2007. január. 30. 00:55 hvg.hu Utolsó frissítés: 2007. január. 30. 01:00 English version

Las Vegas on Danube

Mordechai Zisser, chairman of the Israeli-owned company Plaza Centers, has big plans for the Hungarian market. He was behind the vast Arena Plaza on Kerepesi ut and the "Hungarian Las Vegas" being built on Hajogyari Island. His company was behind Duna Plaza, built 12 years ago, and has since built 15 others around the country. hvg.hu spoke to Zisser in Jerusalem.

Plaza Centers created the first shopping centre in Hungary, and even though you have sold all of them - 12 to the French, four to the English - you have changed Hungarian consumers' habits and weekends for ever . Perhaps no city has as many shopping centres as Budapest, and almost every major provincial city can lay claim to one or two such 'refuges'. Did you realise that shopping malls would prove such a success?

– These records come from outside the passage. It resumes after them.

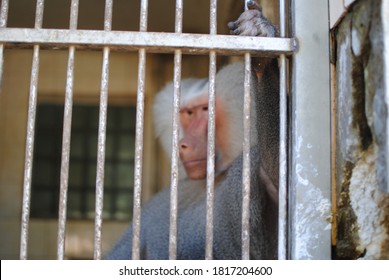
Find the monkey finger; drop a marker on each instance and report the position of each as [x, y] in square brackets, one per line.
[253, 5]
[232, 25]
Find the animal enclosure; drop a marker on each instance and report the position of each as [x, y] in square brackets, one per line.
[87, 73]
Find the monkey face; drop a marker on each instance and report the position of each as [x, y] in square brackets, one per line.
[193, 146]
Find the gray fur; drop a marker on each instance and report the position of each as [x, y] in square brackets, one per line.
[228, 191]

It wasn't hard to predict. It was just a question of time and a new political system - the shopping centre approach is popular all around the world. Duna Plaza was the first shopping centre in eastern Europe 12 years ago, and then the others followed, in Budapest and in the provinces. We've built malls in Poland and the Czech Republic, and we are working on a vast shopping and entertaining centre in Bucharest called Casa Radio. We've broadened our activities to the new members states - Romania and Bulgaria, and at the same time we are pouring more resources into building hotels and homes.

An important reason for our success was that we tried to be first movers. Speed wasn't everything: it would have been easy to fleece a naive foreign investor if we hadn't done our homework properly. In the mid-1990s, interest rates stood at 16 per cent, there were piles of regulation and red tape, and there were barely any foreign brands in the marketplace. Under those conditions, you could only invest if you had thorough knowledge of local peculiarities and the ability to adapt swiftly. Things are different in Hungary nowadays - you have European conditions, things are easier for businessmen. Of course, with lower risk levels, yields get smaller too: back then we could get returns of 22 or 23 per cent, now we have to be satisfied with something like 8 per cent.

I can't really feel sorry for you. It's far more worrying to hear that the malls are driving the smaller shops out of business. Not just in Budapest, but in other cities as well, once busy high streets are empty and shops are closing throughout entire districts.


It's not just the malls that are to blame. For one thing, most shopping centres were built on decaying industrial sites that needed urgent rehabilitation. We've spruced up all kinds of neighbourhoods, pushed up residential property values, improved entire districts. The other thing is that city centres are changing all around the world. Who ever decided that certain streets are sacred and that they should be reserved exclusively for trade? We have to rethink the role of city centres - maybe arts and galleries could take the place of shops in the centres of our towns.

What other plans does Plaza Centers have in Hungary?


We're building central and eastern Europe's biggest ever shopping and entertainment centre on Kerepesi ut, and we hope to open the E200m project by the end of the year. The Arena Plaza Mall will have more than 200 shops, a huge hypermarket, a 1000-seat conference centre, restaurants, a gallery exhibiting the works of young artists that will resemble the bazaar of Istanbul. There will be a 22-screen cinema and Hungary's first 3D IMax screen.

We're starting work on a sports, entertainment and free-time centre on Hajogyari Island, with a budget of E1.5bn. We have a 30 per cent stake in this project. In place of the old shipyard, we will build Europe's largest entertainment centre, with theatres, a casino, more than 6000 hotel rooms and a covered aquapark. We'd like the island to mean for Europeans what Las Vegas or Hawaii do to Americans. We want them to book a flight and spend a few days in Budapest for this one reason. We've completed the basic planning and secured planning permission. We're now working on construction plans. I'd add that we're spending E50m on renovating the Ballet School opposite the Opera. We're turning it into a 210-room hotel which will work in cooperation with the Opera.